Not sure? I'm right there with you. But I encourage you to check out Rubin's blog because while soaking up her sage musings, it occurred to me in a mini light-bulb moment that this blog you are reading might be my very own (and very accidental) happiness project. That hammering away on my keyboard, spewing bits silly and serious and somewhere in between, that fashioning a new sense of authenticity in my own little world, is in fact making me a happier person. Whatever that means. So maybe blogging is what it will take to get me clapping loudly and proudly?
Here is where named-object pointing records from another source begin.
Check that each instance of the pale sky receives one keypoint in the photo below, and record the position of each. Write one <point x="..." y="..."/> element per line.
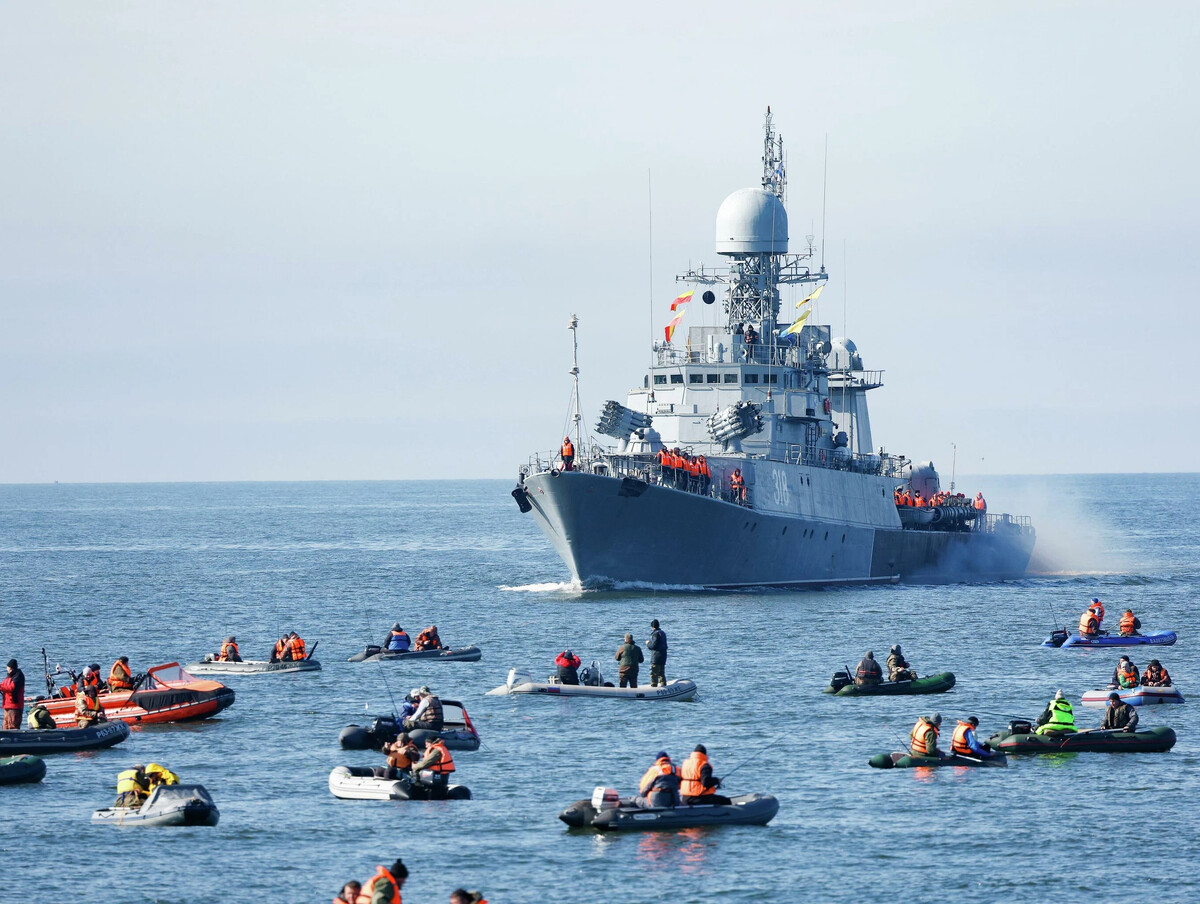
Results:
<point x="287" y="240"/>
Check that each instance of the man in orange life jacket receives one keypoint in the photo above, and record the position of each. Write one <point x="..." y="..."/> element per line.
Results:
<point x="697" y="784"/>
<point x="384" y="886"/>
<point x="965" y="743"/>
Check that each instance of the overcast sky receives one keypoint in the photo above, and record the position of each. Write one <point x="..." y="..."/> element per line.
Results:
<point x="292" y="240"/>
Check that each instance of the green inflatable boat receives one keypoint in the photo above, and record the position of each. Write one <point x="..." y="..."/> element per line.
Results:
<point x="843" y="684"/>
<point x="1157" y="740"/>
<point x="909" y="761"/>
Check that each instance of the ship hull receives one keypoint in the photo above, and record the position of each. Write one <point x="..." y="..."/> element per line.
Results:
<point x="612" y="530"/>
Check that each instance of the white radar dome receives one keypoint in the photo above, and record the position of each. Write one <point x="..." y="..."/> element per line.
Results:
<point x="751" y="221"/>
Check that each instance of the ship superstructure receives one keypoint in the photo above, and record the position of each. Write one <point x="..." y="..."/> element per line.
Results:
<point x="747" y="458"/>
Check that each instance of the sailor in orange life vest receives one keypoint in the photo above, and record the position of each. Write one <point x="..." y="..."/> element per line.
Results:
<point x="384" y="886"/>
<point x="965" y="743"/>
<point x="1129" y="624"/>
<point x="697" y="784"/>
<point x="120" y="677"/>
<point x="568" y="668"/>
<point x="660" y="783"/>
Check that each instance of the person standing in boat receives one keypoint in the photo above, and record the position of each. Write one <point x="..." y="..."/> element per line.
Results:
<point x="1156" y="676"/>
<point x="898" y="666"/>
<point x="965" y="743"/>
<point x="658" y="646"/>
<point x="628" y="658"/>
<point x="1119" y="716"/>
<point x="13" y="688"/>
<point x="568" y="665"/>
<point x="868" y="672"/>
<point x="1059" y="717"/>
<point x="397" y="640"/>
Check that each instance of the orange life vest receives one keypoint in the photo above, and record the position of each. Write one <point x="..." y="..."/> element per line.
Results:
<point x="689" y="776"/>
<point x="919" y="737"/>
<point x="119" y="677"/>
<point x="382" y="875"/>
<point x="445" y="765"/>
<point x="959" y="741"/>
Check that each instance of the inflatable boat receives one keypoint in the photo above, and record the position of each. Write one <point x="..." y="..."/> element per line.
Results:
<point x="521" y="682"/>
<point x="1157" y="740"/>
<point x="359" y="783"/>
<point x="47" y="741"/>
<point x="252" y="666"/>
<point x="457" y="731"/>
<point x="378" y="654"/>
<point x="1063" y="640"/>
<point x="607" y="813"/>
<point x="843" y="684"/>
<point x="166" y="806"/>
<point x="909" y="761"/>
<point x="22" y="770"/>
<point x="1134" y="696"/>
<point x="168" y="693"/>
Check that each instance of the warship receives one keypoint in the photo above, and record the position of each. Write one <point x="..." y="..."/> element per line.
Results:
<point x="745" y="458"/>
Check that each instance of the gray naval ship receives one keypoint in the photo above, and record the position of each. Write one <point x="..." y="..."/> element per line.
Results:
<point x="781" y="484"/>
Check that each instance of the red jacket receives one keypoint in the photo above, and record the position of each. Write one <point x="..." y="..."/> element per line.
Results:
<point x="13" y="688"/>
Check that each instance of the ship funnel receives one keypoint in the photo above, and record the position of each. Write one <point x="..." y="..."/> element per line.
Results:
<point x="736" y="421"/>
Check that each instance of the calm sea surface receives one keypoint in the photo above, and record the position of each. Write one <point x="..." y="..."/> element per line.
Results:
<point x="165" y="572"/>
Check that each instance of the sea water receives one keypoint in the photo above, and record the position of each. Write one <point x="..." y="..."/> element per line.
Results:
<point x="162" y="573"/>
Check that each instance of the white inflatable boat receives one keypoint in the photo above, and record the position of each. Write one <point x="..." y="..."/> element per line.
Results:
<point x="166" y="806"/>
<point x="592" y="684"/>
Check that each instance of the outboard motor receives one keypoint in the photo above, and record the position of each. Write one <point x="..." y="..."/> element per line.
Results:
<point x="840" y="680"/>
<point x="517" y="677"/>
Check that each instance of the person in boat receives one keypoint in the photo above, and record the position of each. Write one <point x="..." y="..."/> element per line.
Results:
<point x="628" y="658"/>
<point x="88" y="708"/>
<point x="697" y="784"/>
<point x="1119" y="716"/>
<point x="229" y="651"/>
<point x="1126" y="675"/>
<point x="923" y="737"/>
<point x="397" y="640"/>
<point x="868" y="672"/>
<point x="658" y="646"/>
<point x="159" y="774"/>
<point x="132" y="788"/>
<point x="660" y="783"/>
<point x="429" y="639"/>
<point x="568" y="665"/>
<point x="401" y="754"/>
<point x="384" y="886"/>
<point x="965" y="743"/>
<point x="436" y="766"/>
<point x="1156" y="676"/>
<point x="40" y="718"/>
<point x="429" y="713"/>
<point x="1059" y="717"/>
<point x="119" y="676"/>
<point x="898" y="666"/>
<point x="13" y="689"/>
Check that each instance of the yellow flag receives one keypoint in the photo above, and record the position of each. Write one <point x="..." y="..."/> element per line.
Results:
<point x="799" y="323"/>
<point x="814" y="297"/>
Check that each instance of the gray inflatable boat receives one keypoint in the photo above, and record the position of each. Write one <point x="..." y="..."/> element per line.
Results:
<point x="749" y="809"/>
<point x="166" y="806"/>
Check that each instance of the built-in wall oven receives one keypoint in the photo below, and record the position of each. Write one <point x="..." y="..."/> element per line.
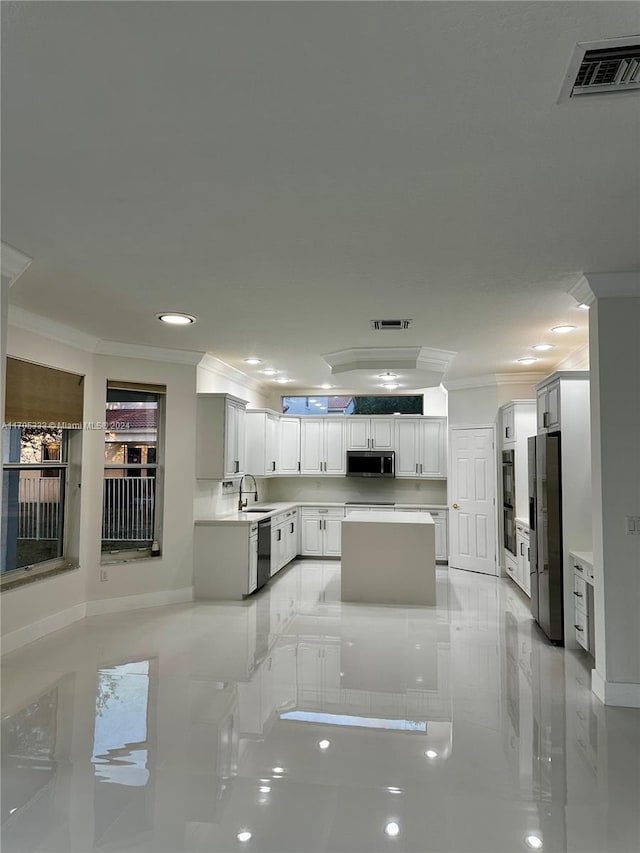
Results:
<point x="509" y="500"/>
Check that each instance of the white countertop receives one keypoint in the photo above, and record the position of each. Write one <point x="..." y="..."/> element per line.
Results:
<point x="389" y="518"/>
<point x="276" y="507"/>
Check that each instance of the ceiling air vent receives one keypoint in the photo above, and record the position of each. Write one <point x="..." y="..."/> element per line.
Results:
<point x="603" y="67"/>
<point x="389" y="325"/>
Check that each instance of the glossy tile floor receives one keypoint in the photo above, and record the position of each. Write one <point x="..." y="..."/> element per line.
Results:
<point x="297" y="723"/>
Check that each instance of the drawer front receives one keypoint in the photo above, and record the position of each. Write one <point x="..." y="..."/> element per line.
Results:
<point x="581" y="625"/>
<point x="580" y="592"/>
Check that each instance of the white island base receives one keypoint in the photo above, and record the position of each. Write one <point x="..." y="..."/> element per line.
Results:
<point x="389" y="558"/>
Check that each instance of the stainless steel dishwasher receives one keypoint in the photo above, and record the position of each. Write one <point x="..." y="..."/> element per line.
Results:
<point x="264" y="551"/>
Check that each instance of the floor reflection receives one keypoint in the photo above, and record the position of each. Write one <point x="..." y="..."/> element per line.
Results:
<point x="315" y="726"/>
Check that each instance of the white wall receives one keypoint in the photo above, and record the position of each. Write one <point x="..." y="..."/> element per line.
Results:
<point x="615" y="416"/>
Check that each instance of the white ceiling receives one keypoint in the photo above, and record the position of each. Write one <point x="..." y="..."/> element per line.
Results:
<point x="289" y="171"/>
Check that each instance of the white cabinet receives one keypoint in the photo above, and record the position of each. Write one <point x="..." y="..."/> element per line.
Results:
<point x="583" y="613"/>
<point x="289" y="453"/>
<point x="323" y="446"/>
<point x="549" y="407"/>
<point x="220" y="436"/>
<point x="421" y="447"/>
<point x="263" y="443"/>
<point x="321" y="531"/>
<point x="370" y="433"/>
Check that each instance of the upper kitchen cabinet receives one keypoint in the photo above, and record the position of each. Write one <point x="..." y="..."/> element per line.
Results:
<point x="220" y="436"/>
<point x="421" y="447"/>
<point x="323" y="446"/>
<point x="518" y="422"/>
<point x="289" y="446"/>
<point x="370" y="433"/>
<point x="263" y="443"/>
<point x="549" y="407"/>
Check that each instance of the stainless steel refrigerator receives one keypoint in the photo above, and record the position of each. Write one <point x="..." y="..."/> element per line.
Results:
<point x="545" y="522"/>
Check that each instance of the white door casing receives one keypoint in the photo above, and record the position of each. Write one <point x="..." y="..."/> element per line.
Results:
<point x="472" y="490"/>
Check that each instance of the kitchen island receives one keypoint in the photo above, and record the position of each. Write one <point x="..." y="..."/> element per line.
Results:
<point x="389" y="558"/>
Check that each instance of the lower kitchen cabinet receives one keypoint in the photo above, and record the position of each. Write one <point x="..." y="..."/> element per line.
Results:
<point x="321" y="531"/>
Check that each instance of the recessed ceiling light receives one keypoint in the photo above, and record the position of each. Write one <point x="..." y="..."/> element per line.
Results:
<point x="174" y="318"/>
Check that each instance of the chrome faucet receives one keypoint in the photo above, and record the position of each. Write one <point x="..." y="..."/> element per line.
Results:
<point x="242" y="504"/>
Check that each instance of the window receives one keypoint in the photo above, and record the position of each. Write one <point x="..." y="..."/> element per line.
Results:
<point x="33" y="496"/>
<point x="354" y="405"/>
<point x="131" y="508"/>
<point x="41" y="436"/>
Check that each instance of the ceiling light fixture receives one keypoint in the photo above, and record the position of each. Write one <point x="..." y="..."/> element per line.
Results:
<point x="175" y="318"/>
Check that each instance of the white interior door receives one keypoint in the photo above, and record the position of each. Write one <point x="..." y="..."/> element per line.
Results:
<point x="472" y="508"/>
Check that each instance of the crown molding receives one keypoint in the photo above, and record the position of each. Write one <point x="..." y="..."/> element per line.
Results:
<point x="493" y="379"/>
<point x="606" y="285"/>
<point x="13" y="263"/>
<point x="124" y="350"/>
<point x="47" y="328"/>
<point x="212" y="364"/>
<point x="576" y="360"/>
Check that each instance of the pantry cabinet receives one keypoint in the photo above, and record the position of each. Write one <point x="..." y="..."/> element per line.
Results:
<point x="220" y="436"/>
<point x="421" y="447"/>
<point x="323" y="446"/>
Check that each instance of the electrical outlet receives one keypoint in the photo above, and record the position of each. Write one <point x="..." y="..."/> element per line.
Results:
<point x="632" y="523"/>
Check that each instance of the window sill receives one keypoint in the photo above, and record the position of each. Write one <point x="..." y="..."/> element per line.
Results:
<point x="23" y="577"/>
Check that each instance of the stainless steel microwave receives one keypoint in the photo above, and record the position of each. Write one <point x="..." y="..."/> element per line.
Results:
<point x="371" y="463"/>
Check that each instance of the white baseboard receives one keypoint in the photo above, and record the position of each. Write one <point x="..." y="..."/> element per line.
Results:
<point x="137" y="602"/>
<point x="623" y="694"/>
<point x="15" y="639"/>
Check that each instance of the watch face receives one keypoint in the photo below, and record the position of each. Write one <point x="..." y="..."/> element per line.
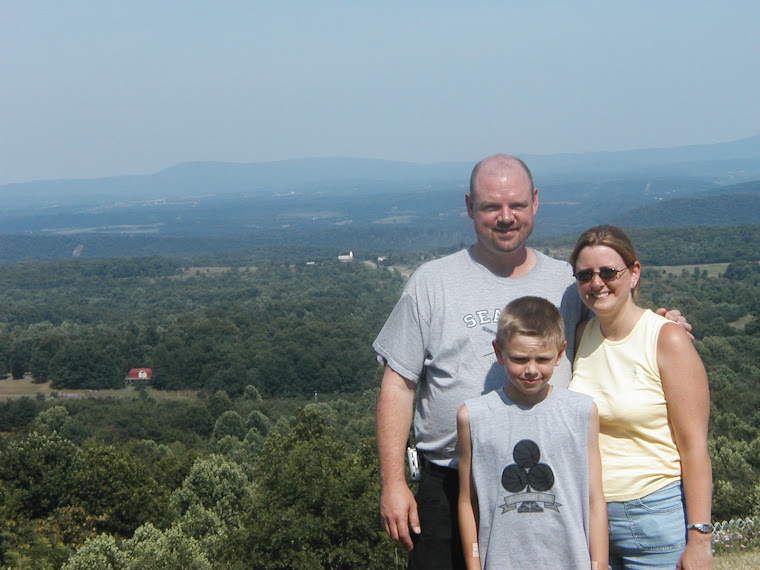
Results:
<point x="704" y="528"/>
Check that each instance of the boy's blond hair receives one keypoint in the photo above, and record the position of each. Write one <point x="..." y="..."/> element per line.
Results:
<point x="531" y="316"/>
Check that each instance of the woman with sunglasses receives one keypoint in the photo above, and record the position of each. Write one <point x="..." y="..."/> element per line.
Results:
<point x="651" y="390"/>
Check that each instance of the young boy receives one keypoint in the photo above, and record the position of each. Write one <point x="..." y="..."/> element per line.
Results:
<point x="529" y="465"/>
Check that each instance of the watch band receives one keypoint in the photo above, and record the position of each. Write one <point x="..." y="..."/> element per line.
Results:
<point x="704" y="528"/>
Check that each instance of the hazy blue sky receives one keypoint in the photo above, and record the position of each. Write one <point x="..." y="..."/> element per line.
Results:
<point x="98" y="88"/>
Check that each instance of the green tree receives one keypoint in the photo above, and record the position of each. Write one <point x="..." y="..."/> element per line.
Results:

What will it take to get you clapping? Because as much as we might want to endorse and live by Koh's astute advice to cling tight to our right to happiness, to pursue happiness full-force, we cannot pursue something we can't recognize, can we?
A,
ReplyDeleteGreat, thought provoking post! For the most part, I really am happy, mainly because of my amazing family. I just came from watching my soon to be 8 yo daughter perform in a show at her school as part of a selective music enrichment program she'd been part of all semester. As I watched her sing and dance her heart out, sitting next to my son who was as thrilled as I was to see her up there, I couldn't help but think, this is what it is all about. Not the waterfront house we covet, not weighing less than my IQ, and not even success/promotion at work. While I can't say that I am zen enough to not want those things as well, I know that if none ever come to pass, I am still so lucky and happy. To have 2 healthy kids and a husband that I adore and that adore me and each other really makes me happy in part b/c I didn't have a happy, loving family growing up. I also think that having a career I really enjoy, and over the past 2 years losing 35 lbs and getting back into shape contributes greatly to my happiness. About a year ago, I suddenly lost a friend to the flu, a really fantastic fellow mom/lawyer who lived her 38 years to the fullest. Sometimes I wonder if she knew her time was short because the BS never got to her. Whenever the small stuff starts to overwhelm me, I think of her and know she would tell me, clap your hands, you have nothing to complain about! And she'd be absolutely spot on.